Eind 1970 werd er een spectaculaire vondst gedaan in het Public Record Office in Londen: er werden postzakken gevonden met 40.000 brieven van Nederlanders uit de zeventiende en achttiende eeuw. Een vijfde van deze brieven is persoonlijke correspondentie tussen mensen uit de middenstand: matrozen, scheepsofficieren en kooplui en hun familie. De brieven bevonden zich ooit aan boord van Nederlandse schepen die tijdens de oorlog tussen Engeland en de Republiek gekaapt en geconfisqueerd werden. Op de website van ‘Brieven als Buit’ zijn ruim duizend Nederlandse brieven online beschikbaar gesteld.[1]

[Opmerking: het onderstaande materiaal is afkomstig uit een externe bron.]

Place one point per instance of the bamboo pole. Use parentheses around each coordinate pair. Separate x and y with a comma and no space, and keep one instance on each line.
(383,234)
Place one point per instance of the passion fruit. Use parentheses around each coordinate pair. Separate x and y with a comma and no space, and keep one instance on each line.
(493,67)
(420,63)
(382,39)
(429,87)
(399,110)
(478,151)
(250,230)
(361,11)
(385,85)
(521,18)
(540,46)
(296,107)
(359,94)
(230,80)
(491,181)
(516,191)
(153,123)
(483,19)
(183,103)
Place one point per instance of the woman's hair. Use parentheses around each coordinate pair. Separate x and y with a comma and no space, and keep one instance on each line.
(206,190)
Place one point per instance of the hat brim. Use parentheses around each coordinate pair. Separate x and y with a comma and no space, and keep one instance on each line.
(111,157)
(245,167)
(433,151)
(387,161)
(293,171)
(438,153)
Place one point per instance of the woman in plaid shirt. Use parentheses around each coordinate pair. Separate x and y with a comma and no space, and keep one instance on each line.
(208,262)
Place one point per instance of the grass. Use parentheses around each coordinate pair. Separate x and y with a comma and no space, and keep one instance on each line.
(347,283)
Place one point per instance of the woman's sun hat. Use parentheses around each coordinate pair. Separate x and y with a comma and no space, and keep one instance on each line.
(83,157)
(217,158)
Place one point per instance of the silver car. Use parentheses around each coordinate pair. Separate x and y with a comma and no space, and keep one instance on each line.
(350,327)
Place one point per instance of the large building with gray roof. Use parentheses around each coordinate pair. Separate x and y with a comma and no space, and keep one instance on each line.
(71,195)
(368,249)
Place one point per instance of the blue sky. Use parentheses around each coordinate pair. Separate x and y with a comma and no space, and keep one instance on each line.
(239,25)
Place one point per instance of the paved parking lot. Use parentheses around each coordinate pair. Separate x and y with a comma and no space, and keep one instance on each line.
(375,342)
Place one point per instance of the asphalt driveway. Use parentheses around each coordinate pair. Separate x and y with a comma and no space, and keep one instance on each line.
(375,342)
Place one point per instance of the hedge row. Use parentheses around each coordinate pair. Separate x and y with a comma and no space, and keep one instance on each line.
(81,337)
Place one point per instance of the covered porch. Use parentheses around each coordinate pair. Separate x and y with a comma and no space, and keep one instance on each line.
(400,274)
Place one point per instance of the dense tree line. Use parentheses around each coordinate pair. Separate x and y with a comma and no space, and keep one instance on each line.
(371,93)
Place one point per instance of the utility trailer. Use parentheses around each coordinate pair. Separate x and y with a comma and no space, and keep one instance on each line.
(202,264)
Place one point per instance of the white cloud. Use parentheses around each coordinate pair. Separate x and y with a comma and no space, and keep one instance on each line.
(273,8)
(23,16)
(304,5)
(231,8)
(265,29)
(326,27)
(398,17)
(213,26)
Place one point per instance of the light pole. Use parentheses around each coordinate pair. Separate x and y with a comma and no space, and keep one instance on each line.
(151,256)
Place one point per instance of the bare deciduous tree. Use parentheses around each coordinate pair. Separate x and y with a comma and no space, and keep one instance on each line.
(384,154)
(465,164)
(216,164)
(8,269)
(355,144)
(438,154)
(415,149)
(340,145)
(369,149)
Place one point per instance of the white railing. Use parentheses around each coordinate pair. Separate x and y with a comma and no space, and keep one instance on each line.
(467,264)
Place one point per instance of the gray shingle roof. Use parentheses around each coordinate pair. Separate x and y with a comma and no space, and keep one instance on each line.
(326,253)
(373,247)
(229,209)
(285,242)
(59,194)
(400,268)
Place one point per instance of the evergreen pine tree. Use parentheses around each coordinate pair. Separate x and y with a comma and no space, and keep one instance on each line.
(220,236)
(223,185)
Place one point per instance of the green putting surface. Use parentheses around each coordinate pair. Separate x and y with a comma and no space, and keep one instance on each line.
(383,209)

In het boek Worm en Donder, geschiedenis van de Nederlandse literatuur 1700-1800 (2013) stellen de auteurs, Inger Leemans en Gert Jan Johannes, vast dat brieven die zijn geschreven in de achttiende eeuw niet te persoonlijk konden zijn. De reden hiervan was dat brieven vaak werden voorgelezen in familiekring. Ook kon niet iedereen lezen en schrijven, dit leidde tot het inhuren van professionele briefschrijvers. De brieven die hieruit voortvloeiden waren geschreven volgens vaste regels en met het oog op fatsoensnormen.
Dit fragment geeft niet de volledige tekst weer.